Panic Disorder consists of sudden attacks of fear or nervousness, which are accompanied by physical symptoms, such as sweating and a racing heart. Most people with panic disorder develop a constant fear of having another panic attack, which impacts daily functioning and quality of life.

Obsessive-Compulsive Disorder consists of recurring and distressing thoughts, fears, or images (obsessions) which create anxiety, causing the person to perform certain rituals or routines (compulsions) in an attempt to make the obsessive thoughts go away. People with OCD often realize that their obsession-compulsion cycle is irrational, but they can’t seem to control it.

Post-Traumatic Stress Disorder develops after a person has witnessed or experienced a traumatic event in which harm occurred or was threatened. It causes intense feelings of fear, helplessness, shock, anger, nervousness, horror, and sometimes guilt. For people with PTSD, these feelings last for more than one month and cannot return to normal functioning as it was prior to the traumatic event.

Social Anxiety (also known as social phobia) is an intense, irrational, and persistent fear of being negatively evaluated by other people. Some people are just shy, but those with social anxiety can become completely overwhelmed in the context of a simple social situation. People with social phobia tend to be sensitive to criticism, have difficulty being assertive, and suffer from low self-esteem.
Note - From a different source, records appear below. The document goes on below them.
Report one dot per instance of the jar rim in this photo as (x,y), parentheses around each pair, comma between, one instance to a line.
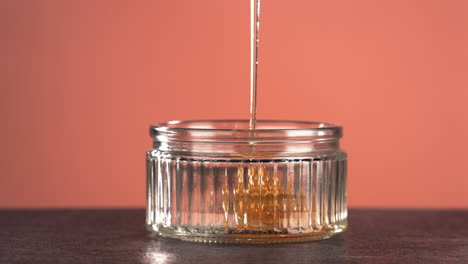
(242,125)
(234,137)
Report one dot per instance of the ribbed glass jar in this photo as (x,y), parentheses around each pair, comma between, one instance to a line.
(218,181)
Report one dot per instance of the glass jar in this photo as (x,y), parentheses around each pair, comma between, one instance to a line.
(218,181)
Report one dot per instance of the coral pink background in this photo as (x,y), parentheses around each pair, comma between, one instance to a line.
(81,81)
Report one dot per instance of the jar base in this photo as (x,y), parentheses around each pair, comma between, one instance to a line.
(247,237)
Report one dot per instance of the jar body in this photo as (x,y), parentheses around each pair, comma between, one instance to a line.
(246,198)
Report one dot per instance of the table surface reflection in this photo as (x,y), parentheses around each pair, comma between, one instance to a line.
(119,236)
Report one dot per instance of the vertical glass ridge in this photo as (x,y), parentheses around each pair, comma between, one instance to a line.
(209,198)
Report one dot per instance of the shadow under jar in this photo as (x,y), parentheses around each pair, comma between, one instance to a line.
(218,181)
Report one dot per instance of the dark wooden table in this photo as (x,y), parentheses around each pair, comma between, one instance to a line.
(119,236)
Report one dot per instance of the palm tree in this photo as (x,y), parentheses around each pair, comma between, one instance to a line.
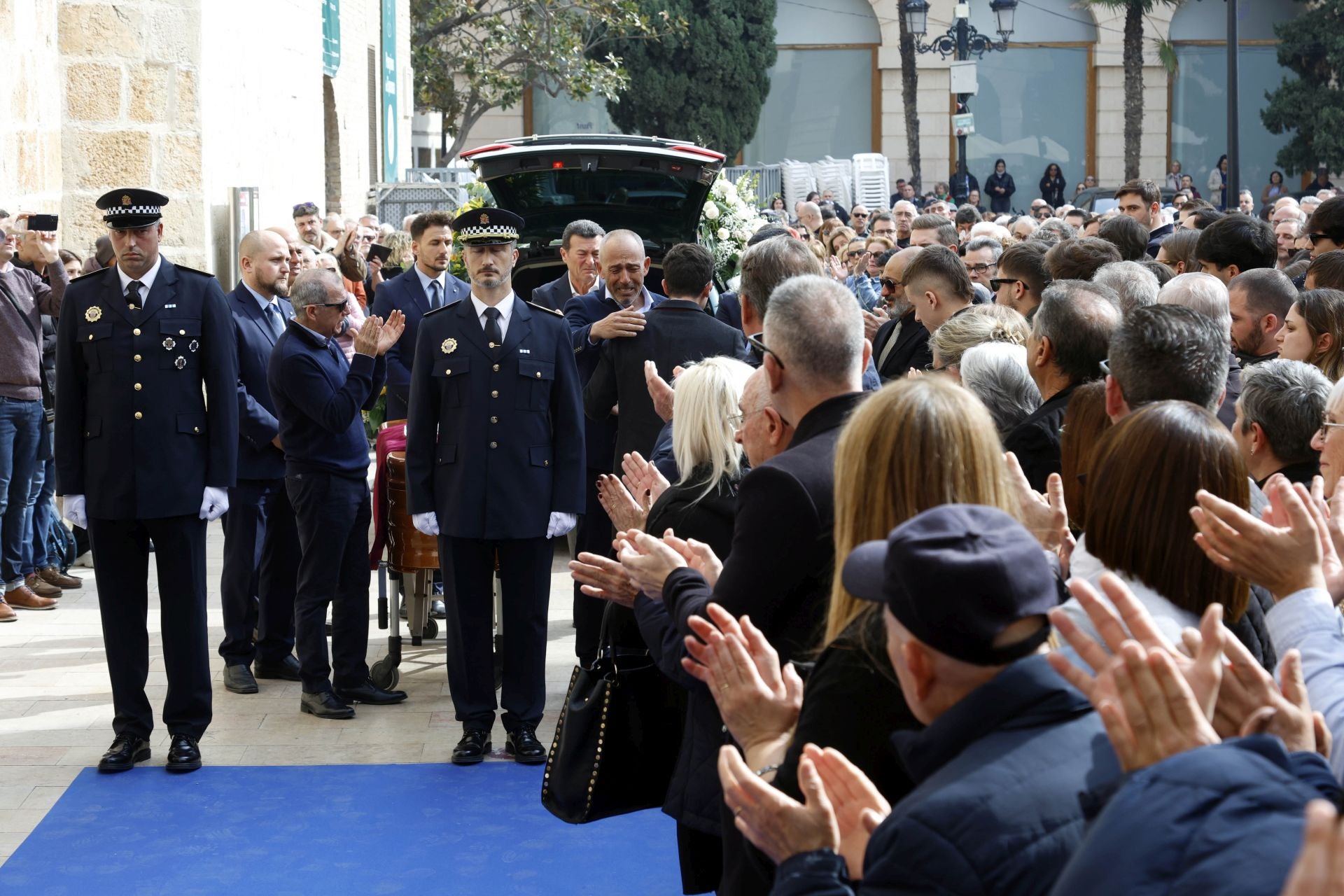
(1135,13)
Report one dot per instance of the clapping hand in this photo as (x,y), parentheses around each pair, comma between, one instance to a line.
(758,700)
(778,825)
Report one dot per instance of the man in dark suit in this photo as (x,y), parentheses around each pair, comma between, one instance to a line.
(261,545)
(416,292)
(493,466)
(319,397)
(144,349)
(902,343)
(580,246)
(612,311)
(676,332)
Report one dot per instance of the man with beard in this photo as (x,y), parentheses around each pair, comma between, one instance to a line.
(261,543)
(495,466)
(1259,301)
(414,293)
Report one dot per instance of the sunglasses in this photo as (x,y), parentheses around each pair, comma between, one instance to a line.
(761,347)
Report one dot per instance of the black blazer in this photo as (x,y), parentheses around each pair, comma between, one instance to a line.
(675,332)
(257,422)
(911,351)
(554,295)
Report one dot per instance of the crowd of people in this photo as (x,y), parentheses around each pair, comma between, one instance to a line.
(987,554)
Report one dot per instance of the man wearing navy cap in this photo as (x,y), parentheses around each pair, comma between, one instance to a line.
(495,465)
(147,440)
(1007,748)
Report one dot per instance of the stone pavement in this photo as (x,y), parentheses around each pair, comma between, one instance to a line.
(55,701)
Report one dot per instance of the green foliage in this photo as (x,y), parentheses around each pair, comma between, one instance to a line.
(1312,105)
(475,55)
(706,85)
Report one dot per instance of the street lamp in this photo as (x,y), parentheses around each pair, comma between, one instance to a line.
(961,42)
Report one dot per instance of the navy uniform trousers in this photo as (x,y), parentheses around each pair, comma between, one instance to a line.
(261,564)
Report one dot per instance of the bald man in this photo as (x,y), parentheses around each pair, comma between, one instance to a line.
(902,343)
(261,542)
(612,311)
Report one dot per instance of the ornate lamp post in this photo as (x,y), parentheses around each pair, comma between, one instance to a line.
(961,42)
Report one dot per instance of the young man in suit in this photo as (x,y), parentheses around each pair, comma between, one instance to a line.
(613,311)
(261,543)
(676,332)
(580,253)
(147,442)
(493,466)
(416,292)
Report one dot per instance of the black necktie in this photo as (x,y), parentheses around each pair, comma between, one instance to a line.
(492,328)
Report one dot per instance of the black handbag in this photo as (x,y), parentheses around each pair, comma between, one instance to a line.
(617,738)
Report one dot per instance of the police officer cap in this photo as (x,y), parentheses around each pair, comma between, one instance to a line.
(132,207)
(487,227)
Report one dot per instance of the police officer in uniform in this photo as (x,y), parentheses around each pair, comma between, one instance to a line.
(144,349)
(495,465)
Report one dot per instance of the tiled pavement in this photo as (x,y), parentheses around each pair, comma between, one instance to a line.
(55,703)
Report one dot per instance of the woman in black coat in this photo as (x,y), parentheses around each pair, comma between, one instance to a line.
(1053,186)
(1000,188)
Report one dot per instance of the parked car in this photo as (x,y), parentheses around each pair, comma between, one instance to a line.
(652,186)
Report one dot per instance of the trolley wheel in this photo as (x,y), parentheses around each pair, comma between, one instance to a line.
(385,675)
(499,662)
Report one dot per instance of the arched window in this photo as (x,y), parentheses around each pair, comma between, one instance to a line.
(1199,90)
(1034,101)
(823,85)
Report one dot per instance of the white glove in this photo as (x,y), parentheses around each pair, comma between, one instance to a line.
(214,504)
(76,511)
(559,524)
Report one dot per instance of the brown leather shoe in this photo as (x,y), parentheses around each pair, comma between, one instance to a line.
(39,587)
(51,575)
(22,598)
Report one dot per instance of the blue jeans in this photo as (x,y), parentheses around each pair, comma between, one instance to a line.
(42,508)
(22,425)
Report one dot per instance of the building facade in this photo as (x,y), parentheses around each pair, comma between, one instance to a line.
(304,99)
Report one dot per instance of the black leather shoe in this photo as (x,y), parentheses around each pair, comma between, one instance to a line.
(326,706)
(472,747)
(524,747)
(370,694)
(286,669)
(183,754)
(124,752)
(239,680)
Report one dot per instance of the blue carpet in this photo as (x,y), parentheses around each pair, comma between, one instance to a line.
(334,830)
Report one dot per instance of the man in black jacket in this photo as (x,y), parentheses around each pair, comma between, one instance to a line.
(902,343)
(580,253)
(676,332)
(1070,337)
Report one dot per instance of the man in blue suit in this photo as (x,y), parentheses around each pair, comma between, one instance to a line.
(261,543)
(147,441)
(613,309)
(416,292)
(493,466)
(580,251)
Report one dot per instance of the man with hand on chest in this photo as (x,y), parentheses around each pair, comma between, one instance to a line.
(147,441)
(495,465)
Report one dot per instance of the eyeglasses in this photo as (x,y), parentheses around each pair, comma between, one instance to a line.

Phobia Disorder involves a persistent, excessive fear of a specific situation or object. Phobias are one of the most common types of anxiety disorder. The difference between a fear and a phobia is that people with a phobia are actually physically and/or psychologically impaired by it.

Generalized Anxiety is characterized by excessive worry about everyday life events – such as health, money, family, work, or school – with no obvious reason for it. People with generalized anxiety can’t seem to stop worrying and they live in a near constant state of worry, fear, or dread.